Eh, I don't know about this.

RCU ensures that the css memory isn't freed.

The tryget ensures that the css is still alive and valid.

In this case, it just so happens that the sibling linkage is also rcu
protected. But accessing random css members when the refcount is 0 is
kind of sketchy. On the other hand, the refcount is guaranteed to be
valid, and rcu + tryget is a common pattern.

What does this buy us? The tryget is cheap.
Roman Gushchin July 25, 2024, 9:09 p.m. UTC | #3
On Thu, Jul 25, 2024 at 04:43:46PM -0400, Johannes Weiner wrote:
> On Wed, Jul 24, 2024 at 07:02:11PM +0000, Kinsey Ho wrote:
> > To obtain the pointer to the saved memcg position, mem_cgroup_iter()
> > currently holds css->refcnt during memcg traversal only to put
> > css->refcnt at the end of the routine. This isn't necessary as an
> > rcu_read_lock is already held throughout the function.
> > 
> > Remove css->refcnt usage during traversal by leveraging RCU.
> 
> Eh, I don't know about this.
> 
> RCU ensures that the css memory isn't freed.
> 
> The tryget ensures that the css is still alive and valid.
> 
> In this case, it just so happens that the sibling linkage is also rcu
> protected. But accessing random css members when the refcount is 0 is
> kind of sketchy. On the other hand, the refcount is guaranteed to be
> valid, and rcu + tryget is a common pattern.

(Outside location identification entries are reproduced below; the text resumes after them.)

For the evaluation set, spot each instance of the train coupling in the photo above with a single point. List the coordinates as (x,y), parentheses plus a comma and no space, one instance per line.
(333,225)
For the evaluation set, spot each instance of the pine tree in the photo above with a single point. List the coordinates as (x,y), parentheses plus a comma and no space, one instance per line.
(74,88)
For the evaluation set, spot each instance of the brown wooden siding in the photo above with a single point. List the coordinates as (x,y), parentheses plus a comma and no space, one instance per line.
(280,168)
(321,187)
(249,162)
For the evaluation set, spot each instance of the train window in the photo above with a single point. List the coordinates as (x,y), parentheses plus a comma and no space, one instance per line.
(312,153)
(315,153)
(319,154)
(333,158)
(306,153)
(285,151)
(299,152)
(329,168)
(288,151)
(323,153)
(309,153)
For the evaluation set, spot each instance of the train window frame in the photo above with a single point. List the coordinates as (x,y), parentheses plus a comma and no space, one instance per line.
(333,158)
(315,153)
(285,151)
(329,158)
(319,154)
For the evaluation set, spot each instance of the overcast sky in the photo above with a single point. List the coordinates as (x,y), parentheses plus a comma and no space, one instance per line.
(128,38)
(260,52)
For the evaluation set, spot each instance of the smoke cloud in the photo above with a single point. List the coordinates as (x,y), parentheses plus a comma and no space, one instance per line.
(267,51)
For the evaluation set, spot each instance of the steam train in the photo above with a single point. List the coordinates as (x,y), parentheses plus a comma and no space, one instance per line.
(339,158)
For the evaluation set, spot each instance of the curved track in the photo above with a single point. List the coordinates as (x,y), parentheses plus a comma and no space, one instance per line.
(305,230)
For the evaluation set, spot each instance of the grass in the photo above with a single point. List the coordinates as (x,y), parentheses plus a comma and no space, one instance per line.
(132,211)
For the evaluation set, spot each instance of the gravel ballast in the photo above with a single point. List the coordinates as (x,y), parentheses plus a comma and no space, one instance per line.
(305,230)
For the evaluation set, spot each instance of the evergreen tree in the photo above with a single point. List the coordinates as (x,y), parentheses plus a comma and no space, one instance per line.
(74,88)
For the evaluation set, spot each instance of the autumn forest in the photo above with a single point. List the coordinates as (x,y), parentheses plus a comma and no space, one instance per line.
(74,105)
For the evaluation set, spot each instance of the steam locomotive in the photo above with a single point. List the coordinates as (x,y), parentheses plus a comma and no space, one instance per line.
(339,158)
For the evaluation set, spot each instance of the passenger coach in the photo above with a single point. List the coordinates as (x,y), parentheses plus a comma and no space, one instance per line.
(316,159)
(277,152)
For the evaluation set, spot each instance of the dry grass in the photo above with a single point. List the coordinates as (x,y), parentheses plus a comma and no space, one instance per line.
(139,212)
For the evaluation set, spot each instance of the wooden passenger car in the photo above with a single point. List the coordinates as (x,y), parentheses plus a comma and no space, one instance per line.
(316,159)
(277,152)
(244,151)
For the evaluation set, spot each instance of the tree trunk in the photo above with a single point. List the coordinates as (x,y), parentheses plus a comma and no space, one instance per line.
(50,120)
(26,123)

I also spent quite some time thinking about potential bad consequences,
but _it seems_ to be safe (but I agree it feels dangerous).

> 
> What does this buy us? The tryget is cheap.

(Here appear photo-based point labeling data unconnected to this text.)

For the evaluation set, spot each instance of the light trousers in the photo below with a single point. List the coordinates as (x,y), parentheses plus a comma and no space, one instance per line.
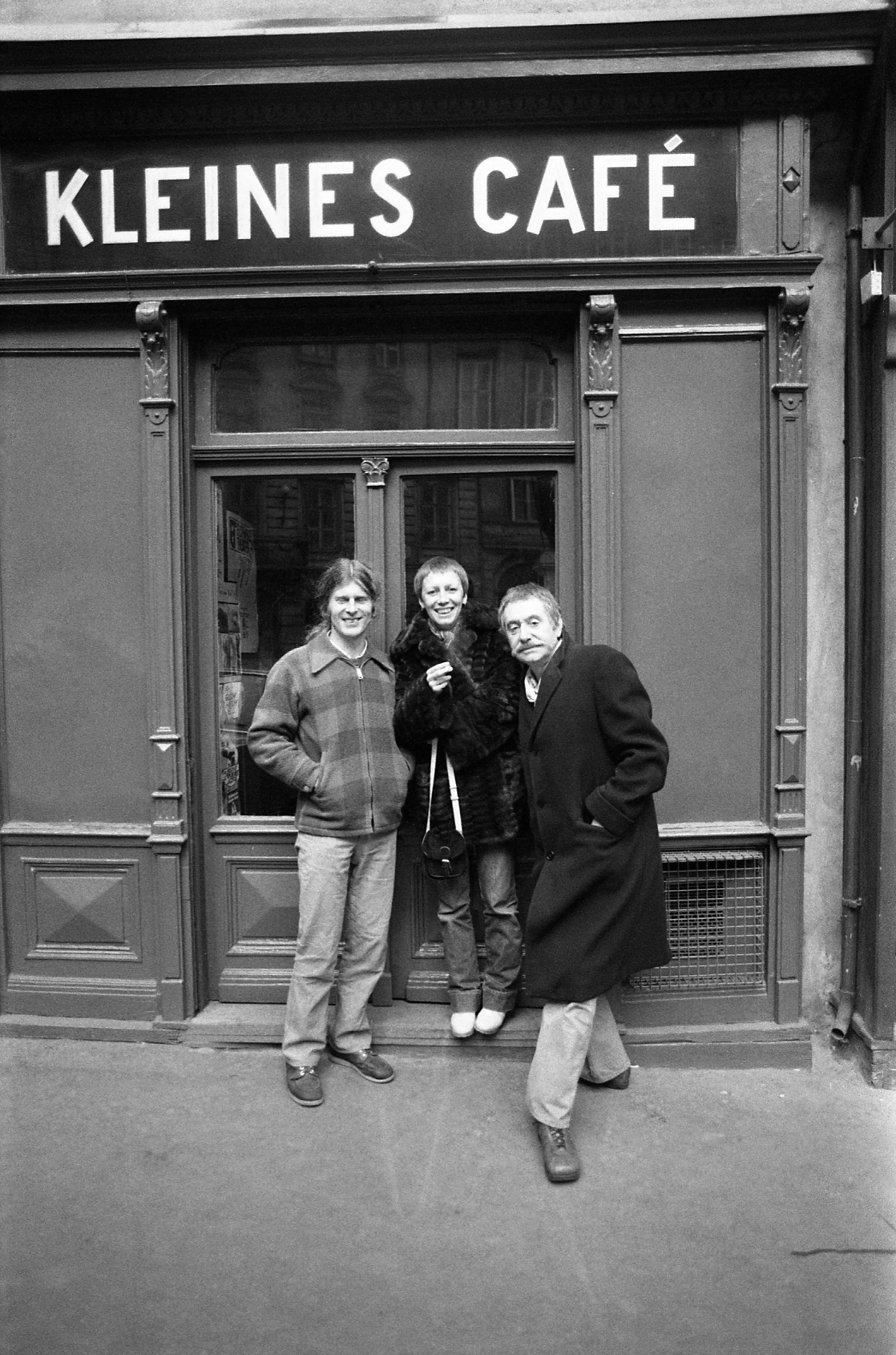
(575,1040)
(345,889)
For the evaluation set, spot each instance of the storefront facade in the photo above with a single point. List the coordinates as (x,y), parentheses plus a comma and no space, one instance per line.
(566,322)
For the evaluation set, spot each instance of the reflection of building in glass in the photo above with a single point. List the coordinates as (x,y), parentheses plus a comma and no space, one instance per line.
(414,384)
(501,528)
(386,394)
(475,390)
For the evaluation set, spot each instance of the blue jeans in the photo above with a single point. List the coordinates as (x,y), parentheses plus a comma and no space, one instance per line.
(345,887)
(504,938)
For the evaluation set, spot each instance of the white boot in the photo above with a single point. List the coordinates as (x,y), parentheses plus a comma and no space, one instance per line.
(462,1025)
(489,1022)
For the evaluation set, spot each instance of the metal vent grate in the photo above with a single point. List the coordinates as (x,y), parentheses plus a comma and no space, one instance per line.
(715,907)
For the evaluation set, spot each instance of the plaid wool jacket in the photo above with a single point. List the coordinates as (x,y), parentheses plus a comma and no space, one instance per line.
(324,725)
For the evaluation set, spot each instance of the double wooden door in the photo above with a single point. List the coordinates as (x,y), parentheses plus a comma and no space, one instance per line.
(265,528)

To be fair, tryget is not always cheap. Offline/dying cgroups have an atomic
operation there.
Yosry Ahmed July 25, 2024, 10:33 p.m. UTC | #4
On Thu, Jul 25, 2024 at 1:43 PM Johannes Weiner <hannes@cmpxchg.org> wrote:
>
> On Wed, Jul 24, 2024 at 07:02:11PM +0000, Kinsey Ho wrote:
> > To obtain the pointer to the saved memcg position, mem_cgroup_iter()
> > currently holds css->refcnt during memcg traversal only to put
> > css->refcnt at the end of the routine. This isn't necessary as an
> > rcu_read_lock is already held throughout the function.
> >
> > Remove css->refcnt usage during traversal by leveraging RCU.
>
> Eh, I don't know about this.
>
> RCU ensures that the css memory isn't freed.
>
> The tryget ensures that the css is still alive and valid.
>
> In this case, it just so happens that the sibling linkage is also rcu
> protected. But accessing random css members when the refcount is 0 is
> kind of sketchy. On the other hand, the refcount is guaranteed to be
> valid, and rcu + tryget is a common pattern.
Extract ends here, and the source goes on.